In contrast, private sector lending moved from N80.59 trillion in April 2026 to N81.4 trillion in May 2026, marking an increase of N456.21 billion, or 0.57%. Notably, private sector credit remains more than double that of government credit, approximately 2.01 times as of May 2026. However, the growth rate in private sector lending lagged behind that of government credit.
The data indicates a consistent rise in bank lending to governments, while growth in lending to businesses and households remains more gradual, prompting economists to analyze the broader implications.
Implications of Increased Government Credit
This increase in government credit signals banks’ ongoing engagement in financing the public sector through loans, advances, and acquisitions of government securities. Earlier reports from Nairametrics indicated that bank credit to the Nigerian government rose by N15.66 trillion over the past year. By May, this year-on-year increase widened to N17.39 trillion.
Private sector credit displayed a more tempered growth, rising by around N3.07 trillion from N77.97 trillion in May 2025 to N81.4 trillion in May 2026. The contrast in growth rates between government and private sector credit underscores the intensified focus on public sector lending during this timeframe.
It’s worth noting that the CBN has yet to provide a detailed sectoral breakdown of private sector credit distribution as of May 2026, leaving some questions about the landscape of business lending.
Concerns Over Crowding-Out Effect
Mallam Muftau Yusuf, a financial economist at Quik Securities, raised concerns regarding the implications of increased government borrowing in a high-interest environment.

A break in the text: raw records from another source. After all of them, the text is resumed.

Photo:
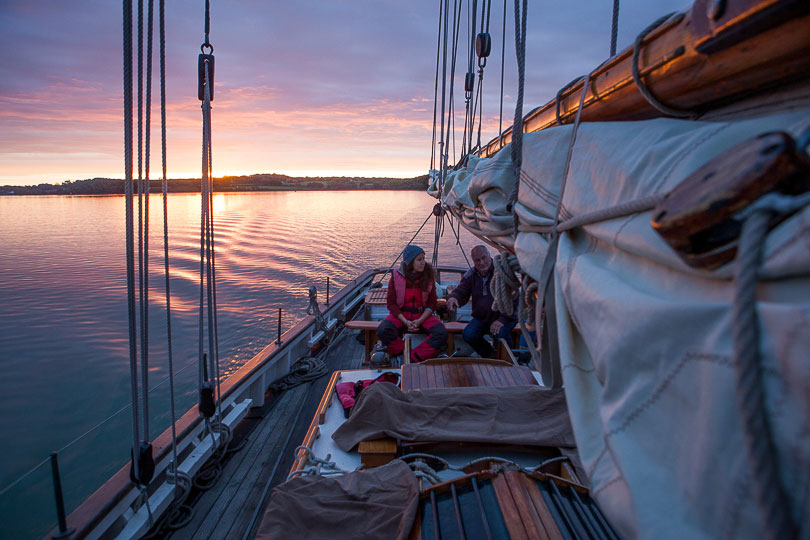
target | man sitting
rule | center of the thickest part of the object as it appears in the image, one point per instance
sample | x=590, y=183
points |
x=475, y=284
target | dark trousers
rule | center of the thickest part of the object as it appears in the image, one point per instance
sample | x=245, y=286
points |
x=391, y=330
x=474, y=334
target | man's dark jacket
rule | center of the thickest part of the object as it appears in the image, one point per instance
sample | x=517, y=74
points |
x=475, y=285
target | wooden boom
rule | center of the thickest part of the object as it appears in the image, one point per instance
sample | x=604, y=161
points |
x=710, y=55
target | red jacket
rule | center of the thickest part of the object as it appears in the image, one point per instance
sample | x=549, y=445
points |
x=395, y=300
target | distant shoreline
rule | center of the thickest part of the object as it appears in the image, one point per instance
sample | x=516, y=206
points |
x=252, y=183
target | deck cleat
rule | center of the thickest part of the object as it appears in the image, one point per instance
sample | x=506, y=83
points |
x=379, y=357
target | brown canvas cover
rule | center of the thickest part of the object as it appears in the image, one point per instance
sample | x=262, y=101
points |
x=372, y=504
x=521, y=415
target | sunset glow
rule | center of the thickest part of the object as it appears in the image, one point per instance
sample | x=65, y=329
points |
x=309, y=88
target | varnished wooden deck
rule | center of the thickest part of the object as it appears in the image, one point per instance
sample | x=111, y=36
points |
x=233, y=507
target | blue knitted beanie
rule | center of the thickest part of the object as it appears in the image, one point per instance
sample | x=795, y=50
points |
x=410, y=253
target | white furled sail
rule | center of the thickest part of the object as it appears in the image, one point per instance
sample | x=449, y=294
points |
x=645, y=340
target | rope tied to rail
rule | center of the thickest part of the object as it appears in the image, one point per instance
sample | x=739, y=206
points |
x=315, y=466
x=314, y=309
x=505, y=282
x=770, y=492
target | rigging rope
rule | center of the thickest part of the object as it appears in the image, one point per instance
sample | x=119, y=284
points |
x=503, y=56
x=517, y=126
x=129, y=220
x=436, y=90
x=770, y=493
x=391, y=266
x=614, y=28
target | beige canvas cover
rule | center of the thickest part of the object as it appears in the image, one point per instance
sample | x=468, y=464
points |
x=519, y=415
x=646, y=341
x=377, y=503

He emphasized that financial institutions are often drawn to government bonds due to the lower risk and more predictable returns they offer compared to loans to businesses facing economic challenges.
Yusuf cautioned that significant government borrowing risks diminishing available credit for productive sectors within the economy. “When faced with higher returns and minimal risks, banks tend to prioritize lending to government entities,” he remarked.
He further noted that while government borrowing is crucial for infrastructure development and bridging fiscal deficits, excessive reliance on domestic borrowing could stifle investment opportunities for manufacturers and small to medium-sized enterprises.
Dr. Ben Oladunjoye, another economist based in Abuja, echoed these sentiments, stating that the attractive yields on government bonds often incentivize banks to favor holding these securities over providing long-term credit to businesses. He cautioned that sustained attractiveness of government securities would likely result in a disproportionate increase in government borrowing relative to credit available for the real economy.
Current Monetary Policy Landscape
In May 2026, the CBN maintained its monetary policy rate at 26.5%, following a 50 basis-point reduction from 27% during its 304th Monetary Policy Committee (MPC) meeting. This decision underscores the central bank’s prioritization of inflation control and macroeconomic stability.
The unchanged interest rate could translate to higher borrowing costs for businesses and households, potentially restraining private sector credit demand. Furthermore, banks may continue to favor low-risk government bonds over lending to the private sector.
Monitoring the sustained growth in credit to the government is essential for understanding the balance between public borrowing needs, the liquidity of the banking sector, and the financing available for private enterprises.